Creating singletons tasks in a job manager

tl;dr: I'd like a way to ensure that a particular instance of a struct is eq? across threads so it can be used for concurrency management. What would the best way be?

Medium version:

If a struct goes into a parameter then it will be copied from thread to thread instead of shared, which is a problem if you want to use it to ensure singleton state. My first thought on how to resolve the issue would be this:

#lang racket

(require racket/splicing)

(struct job-manager () #:transparent)
(splicing-let ([thing (job-manager)])
  (define (get-foo) thing))

I believe this would ensure that all threads are using the same (i.e. eq?) version of foo. Is there a better way?

Long version:

The majordomo2 package is a task manager written by yours truly. I want to be able to offer a guarantee that, if requested, only one instance of a task can be running at a time; an example of why you might want this would be if you were using it to run a backup on your files -- you don't want to accidentally have two separate threads attempting to back up your files and potentially interfering with one another.

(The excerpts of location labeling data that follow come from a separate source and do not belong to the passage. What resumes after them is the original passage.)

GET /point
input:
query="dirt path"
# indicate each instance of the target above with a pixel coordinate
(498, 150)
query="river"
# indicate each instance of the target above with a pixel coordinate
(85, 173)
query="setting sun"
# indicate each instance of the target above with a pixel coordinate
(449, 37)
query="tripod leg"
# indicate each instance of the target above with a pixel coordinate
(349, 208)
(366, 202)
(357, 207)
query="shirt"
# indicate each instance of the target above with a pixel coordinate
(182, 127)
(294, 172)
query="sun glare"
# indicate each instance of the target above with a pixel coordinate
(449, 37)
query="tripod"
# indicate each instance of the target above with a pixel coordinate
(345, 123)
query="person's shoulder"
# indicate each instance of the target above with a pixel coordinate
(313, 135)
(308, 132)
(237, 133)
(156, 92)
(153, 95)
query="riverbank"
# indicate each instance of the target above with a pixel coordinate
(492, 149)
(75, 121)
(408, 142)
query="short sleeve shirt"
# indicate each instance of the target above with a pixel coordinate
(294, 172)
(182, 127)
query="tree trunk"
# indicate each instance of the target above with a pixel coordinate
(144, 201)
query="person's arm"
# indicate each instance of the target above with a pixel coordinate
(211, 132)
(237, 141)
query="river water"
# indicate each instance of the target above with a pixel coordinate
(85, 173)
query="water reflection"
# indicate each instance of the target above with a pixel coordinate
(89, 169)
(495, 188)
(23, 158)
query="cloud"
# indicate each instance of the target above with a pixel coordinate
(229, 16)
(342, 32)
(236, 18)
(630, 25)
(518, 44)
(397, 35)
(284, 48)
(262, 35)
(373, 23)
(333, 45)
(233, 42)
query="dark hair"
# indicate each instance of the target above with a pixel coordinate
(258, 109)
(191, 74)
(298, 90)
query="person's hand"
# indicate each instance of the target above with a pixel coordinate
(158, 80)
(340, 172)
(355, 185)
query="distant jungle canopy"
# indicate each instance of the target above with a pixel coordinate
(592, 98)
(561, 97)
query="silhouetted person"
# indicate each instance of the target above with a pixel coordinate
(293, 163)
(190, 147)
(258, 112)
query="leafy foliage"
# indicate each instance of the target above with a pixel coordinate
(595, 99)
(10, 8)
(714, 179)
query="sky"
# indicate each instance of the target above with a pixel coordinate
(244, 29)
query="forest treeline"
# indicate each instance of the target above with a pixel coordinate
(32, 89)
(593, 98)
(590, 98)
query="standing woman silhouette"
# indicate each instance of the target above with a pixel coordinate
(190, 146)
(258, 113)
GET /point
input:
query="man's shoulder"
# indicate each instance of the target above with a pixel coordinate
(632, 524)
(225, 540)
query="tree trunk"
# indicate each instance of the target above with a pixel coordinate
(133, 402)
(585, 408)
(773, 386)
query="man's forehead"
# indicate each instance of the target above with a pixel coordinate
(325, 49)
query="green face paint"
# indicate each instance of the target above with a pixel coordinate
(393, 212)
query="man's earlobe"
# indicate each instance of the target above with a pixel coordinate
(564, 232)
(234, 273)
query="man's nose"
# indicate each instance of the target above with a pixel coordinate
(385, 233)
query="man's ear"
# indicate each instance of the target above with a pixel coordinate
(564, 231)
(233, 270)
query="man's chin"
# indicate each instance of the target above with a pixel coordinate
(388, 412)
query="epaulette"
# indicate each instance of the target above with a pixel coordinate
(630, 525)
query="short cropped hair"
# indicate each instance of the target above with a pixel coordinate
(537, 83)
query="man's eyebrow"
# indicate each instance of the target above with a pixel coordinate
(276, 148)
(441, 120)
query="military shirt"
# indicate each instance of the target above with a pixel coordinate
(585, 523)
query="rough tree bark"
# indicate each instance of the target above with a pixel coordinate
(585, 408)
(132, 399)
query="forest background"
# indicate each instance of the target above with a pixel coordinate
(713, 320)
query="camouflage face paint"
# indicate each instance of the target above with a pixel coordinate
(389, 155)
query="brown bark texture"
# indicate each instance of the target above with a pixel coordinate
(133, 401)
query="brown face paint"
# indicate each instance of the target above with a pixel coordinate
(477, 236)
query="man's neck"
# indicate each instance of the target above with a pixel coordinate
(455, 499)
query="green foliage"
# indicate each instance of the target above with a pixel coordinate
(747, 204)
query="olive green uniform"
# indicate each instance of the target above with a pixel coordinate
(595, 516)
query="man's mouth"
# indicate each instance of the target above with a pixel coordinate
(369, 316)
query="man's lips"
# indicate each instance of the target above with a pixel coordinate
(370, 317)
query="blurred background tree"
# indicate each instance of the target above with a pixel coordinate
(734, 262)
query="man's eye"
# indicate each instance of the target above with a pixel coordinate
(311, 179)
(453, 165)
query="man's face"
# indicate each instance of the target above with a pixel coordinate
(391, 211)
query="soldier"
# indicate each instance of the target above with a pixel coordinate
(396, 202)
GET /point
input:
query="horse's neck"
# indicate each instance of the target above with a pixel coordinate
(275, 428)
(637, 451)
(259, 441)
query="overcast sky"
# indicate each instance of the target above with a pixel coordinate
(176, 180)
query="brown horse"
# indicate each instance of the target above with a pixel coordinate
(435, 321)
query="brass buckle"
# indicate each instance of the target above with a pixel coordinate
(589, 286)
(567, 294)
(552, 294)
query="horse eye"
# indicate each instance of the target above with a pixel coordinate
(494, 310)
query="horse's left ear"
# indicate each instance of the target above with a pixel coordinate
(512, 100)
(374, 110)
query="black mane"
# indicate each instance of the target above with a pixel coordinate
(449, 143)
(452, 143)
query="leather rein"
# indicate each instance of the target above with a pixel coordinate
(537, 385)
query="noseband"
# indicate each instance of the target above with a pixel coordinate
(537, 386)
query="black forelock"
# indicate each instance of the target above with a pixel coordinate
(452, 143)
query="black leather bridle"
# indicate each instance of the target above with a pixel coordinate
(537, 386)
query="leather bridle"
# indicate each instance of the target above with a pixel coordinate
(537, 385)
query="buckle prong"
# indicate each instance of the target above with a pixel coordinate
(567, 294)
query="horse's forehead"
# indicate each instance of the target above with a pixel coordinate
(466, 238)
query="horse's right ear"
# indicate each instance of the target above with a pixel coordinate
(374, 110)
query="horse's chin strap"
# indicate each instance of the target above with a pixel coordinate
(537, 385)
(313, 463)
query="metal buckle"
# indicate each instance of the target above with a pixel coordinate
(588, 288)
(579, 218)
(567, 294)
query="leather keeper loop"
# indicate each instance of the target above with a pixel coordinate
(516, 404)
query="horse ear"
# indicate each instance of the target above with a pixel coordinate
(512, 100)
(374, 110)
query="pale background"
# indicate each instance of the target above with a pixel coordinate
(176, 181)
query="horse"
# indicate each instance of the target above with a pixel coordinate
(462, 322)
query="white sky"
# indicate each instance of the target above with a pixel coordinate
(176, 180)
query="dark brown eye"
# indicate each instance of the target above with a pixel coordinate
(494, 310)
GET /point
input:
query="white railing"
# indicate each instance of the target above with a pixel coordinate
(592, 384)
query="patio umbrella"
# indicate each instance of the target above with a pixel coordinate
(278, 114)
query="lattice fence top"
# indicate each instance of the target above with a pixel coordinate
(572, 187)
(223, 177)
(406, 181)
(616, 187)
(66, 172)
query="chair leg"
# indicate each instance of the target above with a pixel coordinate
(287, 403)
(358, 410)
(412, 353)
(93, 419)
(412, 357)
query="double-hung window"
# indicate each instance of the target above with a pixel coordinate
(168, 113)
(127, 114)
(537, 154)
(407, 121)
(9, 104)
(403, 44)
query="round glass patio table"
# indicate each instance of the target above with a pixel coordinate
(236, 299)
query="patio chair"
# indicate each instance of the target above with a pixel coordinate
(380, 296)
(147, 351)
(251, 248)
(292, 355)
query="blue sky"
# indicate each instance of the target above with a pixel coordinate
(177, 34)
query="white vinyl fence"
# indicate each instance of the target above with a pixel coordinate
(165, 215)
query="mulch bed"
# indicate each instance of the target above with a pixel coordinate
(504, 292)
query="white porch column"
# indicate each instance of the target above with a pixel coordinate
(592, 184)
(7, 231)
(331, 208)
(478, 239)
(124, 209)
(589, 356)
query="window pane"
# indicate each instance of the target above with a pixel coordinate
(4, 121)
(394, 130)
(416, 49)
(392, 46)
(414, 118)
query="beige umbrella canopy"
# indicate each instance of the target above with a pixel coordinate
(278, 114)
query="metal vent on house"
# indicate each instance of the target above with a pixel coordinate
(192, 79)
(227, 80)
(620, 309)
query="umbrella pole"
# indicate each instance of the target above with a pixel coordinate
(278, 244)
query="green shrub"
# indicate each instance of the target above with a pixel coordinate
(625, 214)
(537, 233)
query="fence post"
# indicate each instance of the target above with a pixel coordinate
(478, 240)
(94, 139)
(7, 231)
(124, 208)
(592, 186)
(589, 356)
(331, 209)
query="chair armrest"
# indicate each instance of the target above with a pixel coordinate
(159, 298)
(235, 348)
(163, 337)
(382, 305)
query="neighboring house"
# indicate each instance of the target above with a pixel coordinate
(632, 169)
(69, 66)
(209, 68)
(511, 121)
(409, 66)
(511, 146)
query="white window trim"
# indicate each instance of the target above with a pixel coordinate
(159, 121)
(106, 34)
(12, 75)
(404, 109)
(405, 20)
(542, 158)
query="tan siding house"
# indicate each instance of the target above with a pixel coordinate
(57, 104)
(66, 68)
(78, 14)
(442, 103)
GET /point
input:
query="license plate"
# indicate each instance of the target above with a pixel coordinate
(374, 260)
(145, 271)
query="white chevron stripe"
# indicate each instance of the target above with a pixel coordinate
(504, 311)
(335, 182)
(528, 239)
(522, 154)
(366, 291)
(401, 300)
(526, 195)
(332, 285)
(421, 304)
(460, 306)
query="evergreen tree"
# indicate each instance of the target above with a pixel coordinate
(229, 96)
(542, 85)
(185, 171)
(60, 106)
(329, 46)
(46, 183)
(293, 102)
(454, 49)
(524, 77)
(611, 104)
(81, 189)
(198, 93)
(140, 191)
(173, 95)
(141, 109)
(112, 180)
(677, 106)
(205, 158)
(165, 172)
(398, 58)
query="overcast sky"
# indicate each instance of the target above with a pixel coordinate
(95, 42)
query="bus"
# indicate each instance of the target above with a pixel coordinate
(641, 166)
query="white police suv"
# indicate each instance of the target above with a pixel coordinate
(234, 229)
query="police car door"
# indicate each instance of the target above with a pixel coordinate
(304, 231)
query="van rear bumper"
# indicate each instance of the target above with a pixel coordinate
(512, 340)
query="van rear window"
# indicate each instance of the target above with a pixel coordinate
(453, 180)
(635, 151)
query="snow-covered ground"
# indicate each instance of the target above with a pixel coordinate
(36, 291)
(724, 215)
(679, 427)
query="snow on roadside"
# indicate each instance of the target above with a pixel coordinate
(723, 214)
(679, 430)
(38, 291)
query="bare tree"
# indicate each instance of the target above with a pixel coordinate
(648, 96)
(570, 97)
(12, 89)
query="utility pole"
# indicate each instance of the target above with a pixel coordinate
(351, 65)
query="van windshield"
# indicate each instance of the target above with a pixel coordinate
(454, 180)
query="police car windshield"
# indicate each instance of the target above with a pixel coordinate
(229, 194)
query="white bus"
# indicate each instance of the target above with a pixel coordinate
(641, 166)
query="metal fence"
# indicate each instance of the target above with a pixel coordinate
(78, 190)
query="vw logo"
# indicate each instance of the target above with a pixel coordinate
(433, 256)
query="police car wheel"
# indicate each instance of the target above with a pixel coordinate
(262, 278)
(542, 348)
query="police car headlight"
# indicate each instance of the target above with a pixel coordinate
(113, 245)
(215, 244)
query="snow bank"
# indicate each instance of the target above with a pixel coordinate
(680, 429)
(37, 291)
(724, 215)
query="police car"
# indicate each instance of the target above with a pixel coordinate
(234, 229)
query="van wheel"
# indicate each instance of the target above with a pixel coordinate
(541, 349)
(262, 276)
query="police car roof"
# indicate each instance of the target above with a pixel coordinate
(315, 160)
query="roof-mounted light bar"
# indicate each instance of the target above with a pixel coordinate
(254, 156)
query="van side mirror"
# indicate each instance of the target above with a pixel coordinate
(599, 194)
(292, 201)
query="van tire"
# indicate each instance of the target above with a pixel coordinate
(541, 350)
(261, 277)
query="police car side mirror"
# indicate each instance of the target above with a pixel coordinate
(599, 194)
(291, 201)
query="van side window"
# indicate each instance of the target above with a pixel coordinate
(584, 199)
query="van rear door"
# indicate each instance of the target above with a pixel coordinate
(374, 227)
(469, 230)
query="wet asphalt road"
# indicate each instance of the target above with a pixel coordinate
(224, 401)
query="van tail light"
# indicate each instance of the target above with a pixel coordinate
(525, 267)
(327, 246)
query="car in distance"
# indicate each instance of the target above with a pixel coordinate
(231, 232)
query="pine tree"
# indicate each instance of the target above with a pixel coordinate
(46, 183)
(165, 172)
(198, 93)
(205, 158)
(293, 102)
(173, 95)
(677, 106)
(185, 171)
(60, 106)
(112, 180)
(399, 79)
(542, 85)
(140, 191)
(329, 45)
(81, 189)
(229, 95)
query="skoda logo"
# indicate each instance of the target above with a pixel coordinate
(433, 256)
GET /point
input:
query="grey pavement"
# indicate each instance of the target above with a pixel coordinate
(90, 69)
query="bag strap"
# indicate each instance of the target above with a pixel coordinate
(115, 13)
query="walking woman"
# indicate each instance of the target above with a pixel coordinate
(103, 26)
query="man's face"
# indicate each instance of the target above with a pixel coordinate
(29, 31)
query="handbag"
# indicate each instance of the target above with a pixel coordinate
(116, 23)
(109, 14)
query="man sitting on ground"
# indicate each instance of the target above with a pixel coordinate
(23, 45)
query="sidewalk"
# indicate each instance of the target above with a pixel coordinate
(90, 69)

The way the module currently works is that you create a majordomo instance and then tell it to run tasks. For example:

(define jarvis (start-majordomo))
(define result-channel
    (add-task jarvis build-email-greetings "hi there" '(alice bob charlie))
(define result  (sync result-channel))

Each task results in two threads, a worker that does the task and a manager that keeps an eye on the worker and restarts it if appropriate and if requested. The threads are 'out in the wild' with no cross communication and no way to address them aside from waiting for a value to come back on the result channel. As a result, if you did this:

(add-task jarvis run-backup root-path)
(add-task jarvis run-backup root-path)

...then you would end up with two instances of your backup running simultaneously.

My first thought on how to prevent this was to have add-task accept a #:singleton id argument. This would cause the majordomo instance (jarvis, in the above example) to keep an internal hash where it could track the fact that this function is already running and refuse to start another task that uses the same id. There would need to be some concurrency management, such as using a semaphore to add tasks so we don't have a race condition.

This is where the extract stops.